Some details on the architectural background. We have the Fediverse with the following properties

Messages are exchanged with signed POST requests based on ActivityPub
One has a linked data flavor, so messages and objects contain links, where more information can be looked up
While the Fediverse has many good actors, there is plenty of content that I don't want to see, so I need a way to filter for it
While following people is a good way to obtain content, other options of content discovery would be interesting

This background document is on how to take Fediverse as input, i.e. receive POST requests, and turn them into AMQP messages, that can then be further processed.

Step 1

The basic layout is:

graph LR
    A((Fediverse)) ==>|POST| B[server]

A lot of stuff is hidden here, as the requests being signed, requiring some actor lookups to validate.

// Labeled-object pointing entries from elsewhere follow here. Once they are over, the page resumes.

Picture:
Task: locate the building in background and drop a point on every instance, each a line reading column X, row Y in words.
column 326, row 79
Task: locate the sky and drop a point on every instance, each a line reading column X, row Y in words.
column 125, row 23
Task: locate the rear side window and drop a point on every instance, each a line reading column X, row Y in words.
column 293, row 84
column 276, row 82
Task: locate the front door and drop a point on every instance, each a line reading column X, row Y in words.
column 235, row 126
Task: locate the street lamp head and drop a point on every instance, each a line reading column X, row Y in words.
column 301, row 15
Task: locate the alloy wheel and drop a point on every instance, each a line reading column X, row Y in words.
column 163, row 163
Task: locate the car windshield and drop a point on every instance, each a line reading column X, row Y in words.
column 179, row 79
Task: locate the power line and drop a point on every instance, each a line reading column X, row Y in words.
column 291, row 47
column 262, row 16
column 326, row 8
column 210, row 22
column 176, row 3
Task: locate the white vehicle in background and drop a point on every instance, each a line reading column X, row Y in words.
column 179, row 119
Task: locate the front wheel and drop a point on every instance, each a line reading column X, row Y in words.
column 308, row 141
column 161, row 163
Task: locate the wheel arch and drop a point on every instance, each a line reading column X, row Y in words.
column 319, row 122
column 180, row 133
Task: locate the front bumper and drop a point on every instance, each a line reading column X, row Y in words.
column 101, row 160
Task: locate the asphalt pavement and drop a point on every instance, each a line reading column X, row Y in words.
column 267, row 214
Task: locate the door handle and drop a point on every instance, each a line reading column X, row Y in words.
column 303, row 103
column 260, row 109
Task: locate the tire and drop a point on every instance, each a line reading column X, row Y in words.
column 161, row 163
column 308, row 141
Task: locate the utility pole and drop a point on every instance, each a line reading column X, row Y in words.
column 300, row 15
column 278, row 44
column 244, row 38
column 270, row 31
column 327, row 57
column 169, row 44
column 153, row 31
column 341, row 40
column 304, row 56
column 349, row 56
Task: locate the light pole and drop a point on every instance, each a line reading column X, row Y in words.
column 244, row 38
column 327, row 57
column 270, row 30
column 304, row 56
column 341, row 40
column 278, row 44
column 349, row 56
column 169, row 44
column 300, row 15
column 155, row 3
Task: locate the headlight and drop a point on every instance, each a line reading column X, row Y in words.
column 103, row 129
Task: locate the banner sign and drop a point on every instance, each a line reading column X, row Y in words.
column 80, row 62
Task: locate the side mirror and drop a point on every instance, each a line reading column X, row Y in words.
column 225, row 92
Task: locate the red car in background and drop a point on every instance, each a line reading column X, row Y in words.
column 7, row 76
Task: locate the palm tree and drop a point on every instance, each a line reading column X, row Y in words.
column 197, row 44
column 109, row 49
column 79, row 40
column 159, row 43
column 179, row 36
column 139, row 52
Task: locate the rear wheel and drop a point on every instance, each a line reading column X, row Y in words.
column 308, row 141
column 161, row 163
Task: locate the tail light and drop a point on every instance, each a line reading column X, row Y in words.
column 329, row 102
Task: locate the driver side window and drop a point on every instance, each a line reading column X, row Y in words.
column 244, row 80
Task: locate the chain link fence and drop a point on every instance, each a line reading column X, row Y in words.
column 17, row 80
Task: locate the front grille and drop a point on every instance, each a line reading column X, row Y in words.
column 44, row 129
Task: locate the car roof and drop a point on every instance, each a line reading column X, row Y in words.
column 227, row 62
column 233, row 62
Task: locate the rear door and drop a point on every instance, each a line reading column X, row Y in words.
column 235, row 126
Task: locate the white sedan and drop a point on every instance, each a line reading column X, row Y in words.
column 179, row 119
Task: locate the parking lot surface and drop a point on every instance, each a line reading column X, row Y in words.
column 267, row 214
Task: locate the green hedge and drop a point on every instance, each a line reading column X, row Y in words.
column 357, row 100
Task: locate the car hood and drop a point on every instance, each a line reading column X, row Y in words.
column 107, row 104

Step 2: Normalization, Validation

Normalization: ActivityPub messages are based on json-ld, and thus can be pretty arbitrary, it is thus convenient to normalize the messages with an application defined @context.

Validation: The message was signed if the author does not match actor, refetch. Check ids are from same domain, etc...

graph LR
    A((Fediverse)) ==>|POST| B[server]
    B -->|amqp| C[validation]
    C -->|valid| D[next step]
    C -->|invalid| E[refetch]
    E --> D

Note, one can implement refetching in a separate queue.

Branch off here

One probably wants to include something like

graph LR
    A((Fediverse)) ==>|POST| B[server]
    B -->|amqp| C[validation]
    C -->|valid| D[next step]
    C -->|invalid| D
    C --> |amqp| F[Key updates]

where if the Activity is an Update to a profile, one checks if the public keys changed. This type of branch off can also be used to collect statistics, like done with https://jsonld.bovine.social/.

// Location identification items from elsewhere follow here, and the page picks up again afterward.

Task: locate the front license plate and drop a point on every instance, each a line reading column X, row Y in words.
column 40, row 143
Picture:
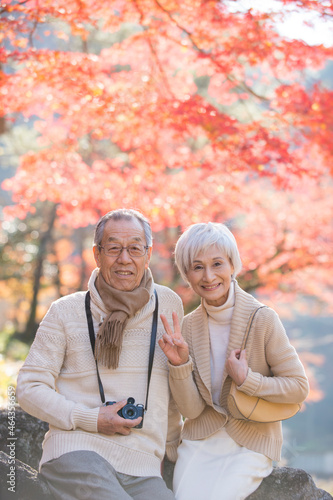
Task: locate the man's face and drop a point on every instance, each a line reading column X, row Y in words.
column 123, row 272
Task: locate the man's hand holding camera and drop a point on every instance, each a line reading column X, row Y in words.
column 109, row 422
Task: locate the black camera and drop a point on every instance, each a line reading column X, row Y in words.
column 130, row 411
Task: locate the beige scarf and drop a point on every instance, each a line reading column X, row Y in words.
column 120, row 306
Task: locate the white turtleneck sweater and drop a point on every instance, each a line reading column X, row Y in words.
column 219, row 323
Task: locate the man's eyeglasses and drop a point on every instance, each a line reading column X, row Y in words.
column 114, row 250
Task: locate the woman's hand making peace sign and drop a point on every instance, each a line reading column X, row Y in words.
column 172, row 343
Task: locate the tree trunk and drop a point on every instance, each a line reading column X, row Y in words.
column 31, row 326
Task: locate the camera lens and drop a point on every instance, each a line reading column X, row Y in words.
column 130, row 411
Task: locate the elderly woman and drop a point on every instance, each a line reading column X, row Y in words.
column 221, row 457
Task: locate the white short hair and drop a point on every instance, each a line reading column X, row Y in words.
column 198, row 238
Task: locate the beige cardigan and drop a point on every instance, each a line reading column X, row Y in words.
column 275, row 374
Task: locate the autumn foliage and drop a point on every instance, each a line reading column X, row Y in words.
column 190, row 110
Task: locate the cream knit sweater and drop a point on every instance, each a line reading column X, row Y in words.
column 275, row 374
column 58, row 384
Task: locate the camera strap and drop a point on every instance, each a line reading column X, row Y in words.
column 151, row 349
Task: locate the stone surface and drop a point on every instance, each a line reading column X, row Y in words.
column 284, row 483
column 21, row 483
column 28, row 432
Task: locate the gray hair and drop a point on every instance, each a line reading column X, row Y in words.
column 123, row 214
column 198, row 238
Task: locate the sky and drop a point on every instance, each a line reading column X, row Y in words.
column 293, row 26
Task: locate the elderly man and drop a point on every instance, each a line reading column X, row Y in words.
column 93, row 450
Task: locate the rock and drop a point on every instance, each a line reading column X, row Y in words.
column 22, row 482
column 284, row 483
column 28, row 432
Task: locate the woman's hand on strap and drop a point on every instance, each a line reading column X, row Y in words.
column 172, row 343
column 237, row 367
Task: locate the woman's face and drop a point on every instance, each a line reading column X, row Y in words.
column 210, row 276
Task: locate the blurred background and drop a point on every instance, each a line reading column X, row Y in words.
column 189, row 111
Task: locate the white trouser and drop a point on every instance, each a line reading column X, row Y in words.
column 217, row 468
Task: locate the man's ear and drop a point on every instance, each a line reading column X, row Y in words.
column 97, row 255
column 149, row 251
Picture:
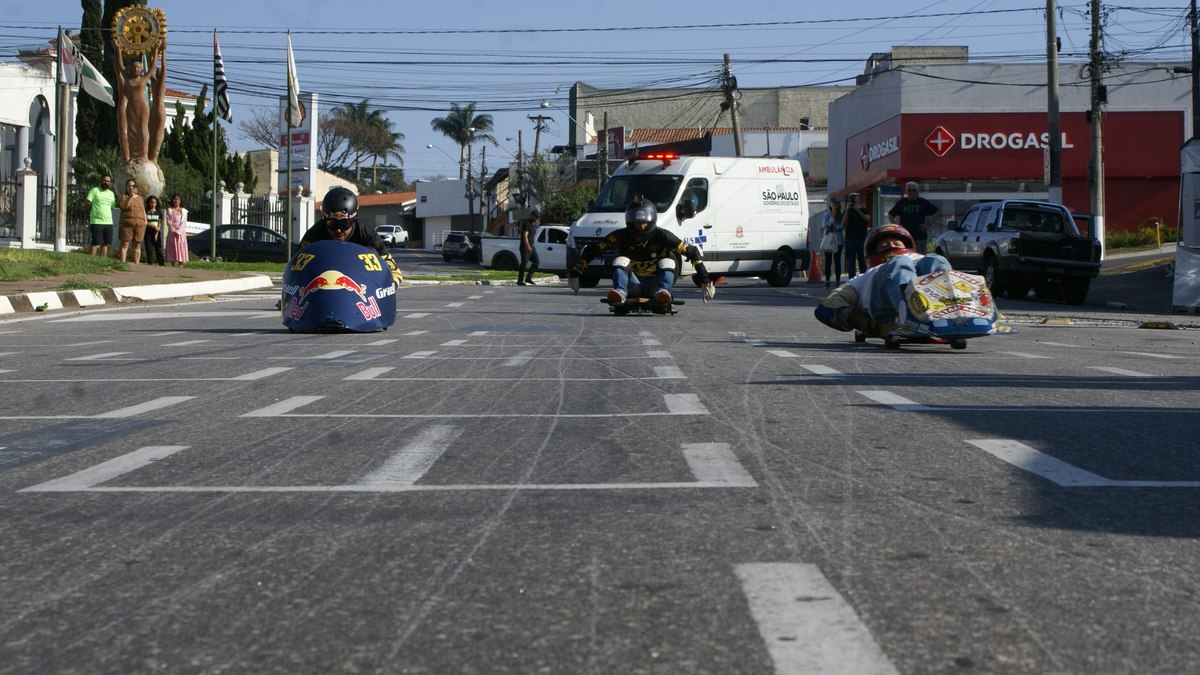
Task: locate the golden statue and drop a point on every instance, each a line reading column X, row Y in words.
column 139, row 43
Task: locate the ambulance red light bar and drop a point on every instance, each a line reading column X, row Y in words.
column 665, row 157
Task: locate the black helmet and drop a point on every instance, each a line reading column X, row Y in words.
column 340, row 199
column 642, row 211
column 876, row 256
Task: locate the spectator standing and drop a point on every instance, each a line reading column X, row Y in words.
column 100, row 215
column 154, row 231
column 833, row 223
column 858, row 223
column 175, row 216
column 133, row 221
column 915, row 214
column 528, row 252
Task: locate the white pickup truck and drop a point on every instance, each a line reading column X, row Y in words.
column 550, row 242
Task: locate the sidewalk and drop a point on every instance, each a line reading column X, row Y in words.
column 141, row 282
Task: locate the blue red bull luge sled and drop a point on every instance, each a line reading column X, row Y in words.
column 947, row 306
column 337, row 287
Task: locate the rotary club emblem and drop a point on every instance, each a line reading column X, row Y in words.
column 138, row 30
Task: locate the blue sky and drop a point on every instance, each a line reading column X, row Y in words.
column 413, row 59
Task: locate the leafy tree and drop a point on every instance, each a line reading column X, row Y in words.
column 465, row 127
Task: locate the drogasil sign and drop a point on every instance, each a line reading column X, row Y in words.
column 941, row 141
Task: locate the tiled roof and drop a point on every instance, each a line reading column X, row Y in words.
column 387, row 199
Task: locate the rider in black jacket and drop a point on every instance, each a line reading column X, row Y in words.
column 645, row 252
column 340, row 223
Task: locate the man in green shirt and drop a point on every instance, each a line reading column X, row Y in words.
column 100, row 215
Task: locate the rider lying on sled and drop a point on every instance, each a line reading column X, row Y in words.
column 870, row 302
column 645, row 254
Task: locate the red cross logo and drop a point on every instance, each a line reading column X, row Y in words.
column 940, row 141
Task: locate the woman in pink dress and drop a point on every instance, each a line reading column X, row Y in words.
column 177, row 231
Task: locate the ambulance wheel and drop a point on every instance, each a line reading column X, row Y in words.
column 781, row 269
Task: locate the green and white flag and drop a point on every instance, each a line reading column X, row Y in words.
column 76, row 69
column 94, row 83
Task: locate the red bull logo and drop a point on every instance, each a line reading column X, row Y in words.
column 334, row 280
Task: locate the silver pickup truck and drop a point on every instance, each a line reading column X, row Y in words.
column 550, row 240
column 1017, row 245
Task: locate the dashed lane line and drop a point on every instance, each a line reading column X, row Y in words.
column 713, row 465
column 1060, row 472
column 807, row 625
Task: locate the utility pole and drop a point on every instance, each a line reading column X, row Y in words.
column 1099, row 96
column 730, row 84
column 1054, row 161
column 539, row 125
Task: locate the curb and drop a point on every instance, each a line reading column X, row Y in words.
column 48, row 300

Step 3: Processing / Annotation (possible)

This is another step, where additional information is added, e.g.

Replace images with proxied copy
Generate preview cards if non existent
Filter for SPAM, hate, CSAM, etc ...
Filter for bad content, e.g. a reply one cannot look up the post being replied to
Add the author to the dataset
Add Content Warnings / Remove Content Warnings
Filter by language / Translate

Step 4: Fanout

Once processing is done, we are ready to fan out

graph LR
    A((Fediverse)) ==>|POST| B[server]
    B -->|amqp| C[validation]
    C -->|valid| D[Processing]
    D --> E[Enqueue for devices]
    D --> F[Store in local archives]
    D --> G[Add to replies]

One should note that these steps can be conditional on the processing results. An article will not be visible on your watch, but visible on your phone.

Implementation

This is all partially implemented in bovine. Adding a message to a queue via amqp is done at

bovine_web.bovine_web

The broker is defined in

bovine_propan.broker

The broker corresponds to how stuff is processed.

Migrating bovine to do the fan out in Step 4 is a work in progress.